It is a shame that the once-great Irving Rapper, who directed such classics as NOW, VOYAGER, THE CORN IS GREEN, and THE BRAVE ONE, put paid to his career with two extremely lurid and exploitative films: 1970's THE CHRISTINE JORGENSEN STORY, and this lame attempt to hop on the Watergate bandwagon.
Let's face it: Alan J Pakula's ALL THE PRESIDENT'S MEN set the bar pretty high when it comes to Watergate, which is probably why so few movies came out about what is probably the biggest domestic scandal of the Twentieth Century in America. Pakula's epic was so good, in fact, that I find myself getting caught up in the suspense of the story even though I know how it turns out.
Which brings us to Rapper and this mess. I am not sure what drew Rapper to this project, but I presume that the real Charles Colson never got anywhere near the set, because Rapper was a gay man who in his later years made little secret of his sexuality, and he and Colson would have got along like oil and water. Though it seems as though someone was looking to cover Colson's ass; his role in the Watergate scandal, if you believe this film, was as something of a stooge who went along with his peers, not quite understanding what he was doing. History has long since debunked that myth; Colson was one of the major players in the Nixon administration, and his role in Watergate was pretty well-known even then.

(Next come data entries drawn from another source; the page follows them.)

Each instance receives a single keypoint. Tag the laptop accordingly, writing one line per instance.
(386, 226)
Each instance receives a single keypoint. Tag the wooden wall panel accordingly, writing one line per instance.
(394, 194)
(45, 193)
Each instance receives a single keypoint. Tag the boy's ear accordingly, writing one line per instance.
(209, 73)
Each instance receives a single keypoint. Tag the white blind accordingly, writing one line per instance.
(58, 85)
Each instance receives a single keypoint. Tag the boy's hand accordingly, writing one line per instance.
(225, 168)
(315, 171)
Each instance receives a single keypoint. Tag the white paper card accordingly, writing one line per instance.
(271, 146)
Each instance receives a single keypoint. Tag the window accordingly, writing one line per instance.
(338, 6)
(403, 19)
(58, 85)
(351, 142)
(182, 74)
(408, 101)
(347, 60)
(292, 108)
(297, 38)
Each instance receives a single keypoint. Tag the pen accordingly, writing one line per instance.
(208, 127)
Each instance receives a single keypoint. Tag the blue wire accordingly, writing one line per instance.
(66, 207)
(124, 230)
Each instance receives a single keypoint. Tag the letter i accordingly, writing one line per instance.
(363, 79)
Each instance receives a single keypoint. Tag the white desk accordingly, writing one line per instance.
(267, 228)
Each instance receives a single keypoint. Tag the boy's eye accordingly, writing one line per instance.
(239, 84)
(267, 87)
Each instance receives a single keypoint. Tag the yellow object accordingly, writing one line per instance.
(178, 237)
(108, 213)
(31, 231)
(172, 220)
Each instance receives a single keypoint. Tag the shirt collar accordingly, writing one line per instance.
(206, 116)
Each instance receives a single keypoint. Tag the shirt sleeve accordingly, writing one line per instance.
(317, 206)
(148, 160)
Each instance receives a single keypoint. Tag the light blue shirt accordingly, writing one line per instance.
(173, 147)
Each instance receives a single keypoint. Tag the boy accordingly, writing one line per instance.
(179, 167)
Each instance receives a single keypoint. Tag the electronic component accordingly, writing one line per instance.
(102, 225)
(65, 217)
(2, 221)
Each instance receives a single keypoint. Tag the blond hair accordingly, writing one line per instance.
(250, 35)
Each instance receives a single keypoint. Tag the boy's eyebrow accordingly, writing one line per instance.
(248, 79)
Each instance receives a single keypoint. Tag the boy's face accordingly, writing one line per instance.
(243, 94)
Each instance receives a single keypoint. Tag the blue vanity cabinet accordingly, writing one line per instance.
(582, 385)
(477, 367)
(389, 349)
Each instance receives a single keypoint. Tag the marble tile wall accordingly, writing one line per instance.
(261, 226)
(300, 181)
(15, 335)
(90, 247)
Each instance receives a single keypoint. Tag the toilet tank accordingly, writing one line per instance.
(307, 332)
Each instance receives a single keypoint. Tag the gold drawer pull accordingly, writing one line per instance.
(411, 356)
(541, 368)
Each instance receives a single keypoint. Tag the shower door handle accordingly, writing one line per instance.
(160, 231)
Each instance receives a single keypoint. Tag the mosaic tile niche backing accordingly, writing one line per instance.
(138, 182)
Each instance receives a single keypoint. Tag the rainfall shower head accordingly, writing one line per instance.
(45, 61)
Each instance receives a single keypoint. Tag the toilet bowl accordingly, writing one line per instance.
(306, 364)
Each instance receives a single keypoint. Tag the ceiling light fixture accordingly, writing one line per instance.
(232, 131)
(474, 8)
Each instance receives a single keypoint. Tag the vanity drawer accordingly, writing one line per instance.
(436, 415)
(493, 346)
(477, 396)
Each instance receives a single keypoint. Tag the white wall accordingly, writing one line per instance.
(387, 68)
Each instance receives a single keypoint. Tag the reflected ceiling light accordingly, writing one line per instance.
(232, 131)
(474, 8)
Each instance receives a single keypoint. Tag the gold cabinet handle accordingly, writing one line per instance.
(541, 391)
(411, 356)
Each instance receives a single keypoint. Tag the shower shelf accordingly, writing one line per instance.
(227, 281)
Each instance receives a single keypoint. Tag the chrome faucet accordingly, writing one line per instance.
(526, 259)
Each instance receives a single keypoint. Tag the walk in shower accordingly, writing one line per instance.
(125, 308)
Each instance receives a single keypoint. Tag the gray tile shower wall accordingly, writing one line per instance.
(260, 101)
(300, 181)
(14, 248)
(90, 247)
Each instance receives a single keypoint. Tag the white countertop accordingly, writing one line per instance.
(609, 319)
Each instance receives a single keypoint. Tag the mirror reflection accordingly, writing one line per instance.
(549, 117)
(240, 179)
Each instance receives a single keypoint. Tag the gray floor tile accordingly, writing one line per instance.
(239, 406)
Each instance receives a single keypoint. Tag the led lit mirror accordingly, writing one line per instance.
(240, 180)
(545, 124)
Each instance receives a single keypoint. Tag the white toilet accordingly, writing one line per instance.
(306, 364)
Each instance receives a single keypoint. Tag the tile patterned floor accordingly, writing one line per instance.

So this movie starts out with dishonesty and then tries for redemption but somehow does not quite make it there either. The "born again" Colson is about as interesting as a raw potato, Dean Jones spends the entire second half of the movie looking as if he wished he were anywhere but on that set (which by then he might have been), and the dialogue is so stilted and forced that at some moments it makes the viewer extremely uncomfortable and at others it draws laughs.
Perhaps Rapper thought he saw something that was not there; perhaps he just could not bring himself to give up making movies and this was all he could get. I don't know. I just think it's a sad finale to a once- great career.